Section 1503’s catchall clause states that a person who, “corruptly or by threats of force, or by threatening letter or communication, influences, obstructs, or impedes, or endeavors to influence, obstruct, or impede, the due administration of justice,” committed the crime of obstruction of justice. Courts have ruled the language allows for broad protection of the due administration of justice.
Prosecutors must prove three elements to obtain a conviction under 18 U.S.C. § 1503:
1. There was a pending federal judicial proceeding.
2. The defendant possessed knowledge of the proceeding.
3. The defendant had corrupt intent to interfere with or attempted to interfere with the proceeding.
Richards said proving specific intent is the most difficult element of proving any obstruction of justice charge, no matter if it is prosecuted under federal or state law.
“In all obstruction cases, the defendant is implicitly (if not explicitly) saying, ‘I didn’t mean it that way,’” explained Richards. “A prosecutor can only make logical deductions from the evidence.
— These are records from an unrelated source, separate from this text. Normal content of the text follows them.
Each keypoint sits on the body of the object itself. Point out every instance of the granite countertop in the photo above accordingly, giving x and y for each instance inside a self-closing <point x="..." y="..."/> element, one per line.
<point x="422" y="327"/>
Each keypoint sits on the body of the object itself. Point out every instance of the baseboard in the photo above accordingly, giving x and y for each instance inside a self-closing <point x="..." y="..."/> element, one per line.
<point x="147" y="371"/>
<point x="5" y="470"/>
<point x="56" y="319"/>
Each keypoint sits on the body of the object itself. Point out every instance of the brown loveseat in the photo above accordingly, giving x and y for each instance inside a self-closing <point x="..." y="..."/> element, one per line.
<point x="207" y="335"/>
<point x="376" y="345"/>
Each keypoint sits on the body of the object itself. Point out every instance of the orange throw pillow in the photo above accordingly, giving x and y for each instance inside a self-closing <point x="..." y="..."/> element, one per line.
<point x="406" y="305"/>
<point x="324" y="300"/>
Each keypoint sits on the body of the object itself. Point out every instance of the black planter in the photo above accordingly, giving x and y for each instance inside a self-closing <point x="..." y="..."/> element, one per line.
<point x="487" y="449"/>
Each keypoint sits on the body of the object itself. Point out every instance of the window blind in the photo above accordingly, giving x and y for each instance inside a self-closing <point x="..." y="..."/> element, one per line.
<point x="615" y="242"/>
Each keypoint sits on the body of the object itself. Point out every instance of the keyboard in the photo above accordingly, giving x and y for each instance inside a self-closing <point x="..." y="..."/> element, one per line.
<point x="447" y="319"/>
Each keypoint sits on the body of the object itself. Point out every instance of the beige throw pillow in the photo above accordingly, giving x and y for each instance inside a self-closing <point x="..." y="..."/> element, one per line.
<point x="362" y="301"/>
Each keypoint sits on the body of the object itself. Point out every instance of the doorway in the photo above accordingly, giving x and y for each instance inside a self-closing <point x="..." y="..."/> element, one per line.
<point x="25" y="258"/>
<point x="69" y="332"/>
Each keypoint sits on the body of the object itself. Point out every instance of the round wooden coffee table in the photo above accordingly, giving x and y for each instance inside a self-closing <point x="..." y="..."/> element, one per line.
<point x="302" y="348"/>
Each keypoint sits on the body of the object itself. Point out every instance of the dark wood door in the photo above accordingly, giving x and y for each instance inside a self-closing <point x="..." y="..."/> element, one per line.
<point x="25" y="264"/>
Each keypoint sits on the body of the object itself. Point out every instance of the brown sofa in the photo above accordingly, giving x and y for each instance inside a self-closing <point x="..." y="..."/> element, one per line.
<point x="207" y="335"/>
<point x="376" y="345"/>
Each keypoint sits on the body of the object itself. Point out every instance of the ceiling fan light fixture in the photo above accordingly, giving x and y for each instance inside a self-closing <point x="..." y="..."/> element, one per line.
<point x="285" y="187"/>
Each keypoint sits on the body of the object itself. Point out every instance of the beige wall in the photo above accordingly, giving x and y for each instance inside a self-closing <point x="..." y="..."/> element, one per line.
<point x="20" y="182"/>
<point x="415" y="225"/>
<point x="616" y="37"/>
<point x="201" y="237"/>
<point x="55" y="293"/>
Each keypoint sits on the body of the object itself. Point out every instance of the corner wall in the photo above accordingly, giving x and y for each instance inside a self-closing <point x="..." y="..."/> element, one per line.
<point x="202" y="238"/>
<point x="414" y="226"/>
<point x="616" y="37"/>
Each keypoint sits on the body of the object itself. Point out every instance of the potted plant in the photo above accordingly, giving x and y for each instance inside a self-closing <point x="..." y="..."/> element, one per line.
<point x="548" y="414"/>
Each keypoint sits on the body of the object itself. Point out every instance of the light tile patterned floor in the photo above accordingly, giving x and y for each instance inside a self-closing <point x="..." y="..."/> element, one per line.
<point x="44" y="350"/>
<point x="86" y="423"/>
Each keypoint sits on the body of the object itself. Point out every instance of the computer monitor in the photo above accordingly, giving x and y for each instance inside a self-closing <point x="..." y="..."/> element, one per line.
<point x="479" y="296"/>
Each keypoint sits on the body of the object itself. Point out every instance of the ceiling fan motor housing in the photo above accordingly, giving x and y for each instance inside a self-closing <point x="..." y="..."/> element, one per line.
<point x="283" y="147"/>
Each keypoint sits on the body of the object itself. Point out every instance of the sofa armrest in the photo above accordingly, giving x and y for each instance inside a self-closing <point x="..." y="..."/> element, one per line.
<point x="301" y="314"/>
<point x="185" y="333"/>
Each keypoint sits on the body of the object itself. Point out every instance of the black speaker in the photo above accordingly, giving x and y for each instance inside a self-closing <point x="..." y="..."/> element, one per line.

A defense attorney often has perfectly reasonable explanations for what the prosecutor argues are nefarious acts constituting a culpable state of mind.”
Colorado law provides many of the same protections as federal law, including, but not limited to, false reporting to authorities, C.R.S. 18-8-11, and obstructing government operations, 18-8-102. According to Richards, the same difficulties lie in prosecution and defense of these cases, whether they fall under federal or state law.
More broadly speaking, the strict letter of the law may not matter when it comes to deciding what constitutes an impeachable offense.
As then Congressman Gerald Ford said back in 1970, “The only honest answer is that an impeachable offense is whatever a majority of the House of Representatives considers it to be at a given moment in history,” (116 Cong. Rec. H.3113-3114).